Author | : Cynthia Girling |
Publisher | : Island Press |
Total Pages | : 0 |
Release | : 2005-12-23 |
Genre | : Architecture |
ISBN | : 9781597260282 |
Download Skinny Streets and Green Neighborhoods Book in PDF, ePub and Kindle
Cities are growing at unprecedented rates. Most continue to sprawl into the countryside. Some are only now adopting policies that attempt to control air pollution from vehicles, reduce water pollution from urban runoff, and repair fragmented urban ecosystems.

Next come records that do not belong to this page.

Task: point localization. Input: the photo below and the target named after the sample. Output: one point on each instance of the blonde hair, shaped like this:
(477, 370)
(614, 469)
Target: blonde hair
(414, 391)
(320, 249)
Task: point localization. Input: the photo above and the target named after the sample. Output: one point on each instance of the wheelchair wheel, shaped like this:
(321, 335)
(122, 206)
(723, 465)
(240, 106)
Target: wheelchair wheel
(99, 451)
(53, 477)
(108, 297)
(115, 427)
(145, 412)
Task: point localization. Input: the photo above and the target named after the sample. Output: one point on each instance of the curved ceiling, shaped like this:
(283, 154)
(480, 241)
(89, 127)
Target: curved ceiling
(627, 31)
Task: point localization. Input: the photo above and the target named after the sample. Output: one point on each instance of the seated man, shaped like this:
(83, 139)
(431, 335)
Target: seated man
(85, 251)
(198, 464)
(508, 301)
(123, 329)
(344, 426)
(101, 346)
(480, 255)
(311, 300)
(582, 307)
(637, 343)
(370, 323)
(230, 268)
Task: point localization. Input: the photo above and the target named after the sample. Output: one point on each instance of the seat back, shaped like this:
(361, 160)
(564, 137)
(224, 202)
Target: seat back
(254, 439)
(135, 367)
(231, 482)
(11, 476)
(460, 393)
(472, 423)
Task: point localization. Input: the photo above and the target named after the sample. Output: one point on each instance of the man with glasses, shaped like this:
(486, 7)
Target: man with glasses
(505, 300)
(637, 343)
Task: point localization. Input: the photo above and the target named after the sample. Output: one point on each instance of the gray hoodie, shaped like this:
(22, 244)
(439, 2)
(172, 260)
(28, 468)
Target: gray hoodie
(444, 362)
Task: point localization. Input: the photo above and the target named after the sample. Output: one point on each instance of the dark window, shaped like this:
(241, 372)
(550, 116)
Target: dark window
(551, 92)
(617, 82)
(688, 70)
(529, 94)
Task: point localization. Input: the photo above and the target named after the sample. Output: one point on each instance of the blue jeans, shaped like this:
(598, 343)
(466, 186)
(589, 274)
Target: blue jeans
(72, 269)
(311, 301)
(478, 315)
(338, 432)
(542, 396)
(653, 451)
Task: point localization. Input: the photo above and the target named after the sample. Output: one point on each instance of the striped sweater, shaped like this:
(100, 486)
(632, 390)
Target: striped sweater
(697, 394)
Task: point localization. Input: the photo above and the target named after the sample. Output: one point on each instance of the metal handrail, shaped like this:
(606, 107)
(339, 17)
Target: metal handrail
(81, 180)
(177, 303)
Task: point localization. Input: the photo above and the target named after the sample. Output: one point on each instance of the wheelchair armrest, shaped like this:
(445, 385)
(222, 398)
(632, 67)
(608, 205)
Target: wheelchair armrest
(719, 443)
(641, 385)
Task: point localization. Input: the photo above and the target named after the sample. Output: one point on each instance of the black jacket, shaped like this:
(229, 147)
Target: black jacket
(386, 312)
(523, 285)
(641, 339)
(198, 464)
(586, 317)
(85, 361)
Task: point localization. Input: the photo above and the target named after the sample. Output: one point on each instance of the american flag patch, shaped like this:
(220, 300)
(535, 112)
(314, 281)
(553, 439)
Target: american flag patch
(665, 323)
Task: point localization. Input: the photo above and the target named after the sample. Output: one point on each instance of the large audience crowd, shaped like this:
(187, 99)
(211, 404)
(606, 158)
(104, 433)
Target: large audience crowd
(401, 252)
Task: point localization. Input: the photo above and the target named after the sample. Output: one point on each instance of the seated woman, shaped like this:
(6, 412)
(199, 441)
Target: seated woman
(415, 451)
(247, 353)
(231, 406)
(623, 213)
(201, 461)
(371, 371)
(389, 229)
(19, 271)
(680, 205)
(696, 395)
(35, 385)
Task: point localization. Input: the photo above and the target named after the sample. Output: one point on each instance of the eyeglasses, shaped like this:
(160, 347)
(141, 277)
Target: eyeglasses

Can good urban design and sound environmental design coincide at a neighborhood level to create healthy communities? Absolutely, and the strategies presented by Cynthia Girling and Ronald Kellett in Skinny Streets and Green Neighborhoods illustrate how to weave together contemporary thinking in urban planning with open space planning and urban ecology. Drawing from eighteen case studies, these green neighborhoods are the best examples of how the natural environment can play integral roles in neighborhoods. Green neighborhoods offer a mix of housing types in order to serve a broad cross-section of people with a finely-grained variety of land uses and services, all close to home. In ecologically sound communities, the urban landscape is a functioning part of the whole ecosystem. Wooded areas, meandering streams, wetlands, and open spaces are planned and engineered to clean the air and the water. Skinnier streets and practical pathways weave into a functional, economical network to provide a range of equally good transportation choices, from walking to mass transit, that move people efficiently and economically. This book moves beyond identifying problems to demonstrate proven methods and models that solve multiple, complex problems in concert. With innovative ideas and practical advice, Skinny Streets and Green Neighborhoods is a guide for today's planners, architects, engineers, and developers to design better neighborhoods and a more natural metropolis.
Author | : Ellen Rodger |
Publisher | : Crabtree Publishing Company |
Total Pages | : 36 |
Release | : 2008 |
Genre | : Juvenile Nonfiction |
ISBN | : 9780778729167 |
Download Building a Green Community Book in PDF, ePub and Kindle
Explores the importance of environmental responsibility.
Author | : Monika Antonelli |
Publisher | : Library Juice Press, LLC |
Total Pages | : 280 |
Release | : 2012 |
Genre | : Business & Economics |
ISBN | : 1936117967 |
Download Greening Libraries Book in PDF, ePub and Kindle
It is difficult to turn on the television or read a news story today without learning about how green and sustainable practices are being implemented throughout society. Libraries are not exempt from these broader trends. In some cases, libraries and librarians have been at the forefront of these efforts. Greening Libraries provides library professionals with a collection of articles and papers that serve as a portal to understanding a wide range of green and sustainable practices within libraries and the library profession. The book's articles come from a variety of perspectives on a wide range of topics related to green practices, sustainability and the library profession. Greening Libraries offers an overview of important aspects of the growing green library movement, including, but not limited to, green buildings, alternative energy resources, conservation, green library services and practices, operations, programming, and outreach.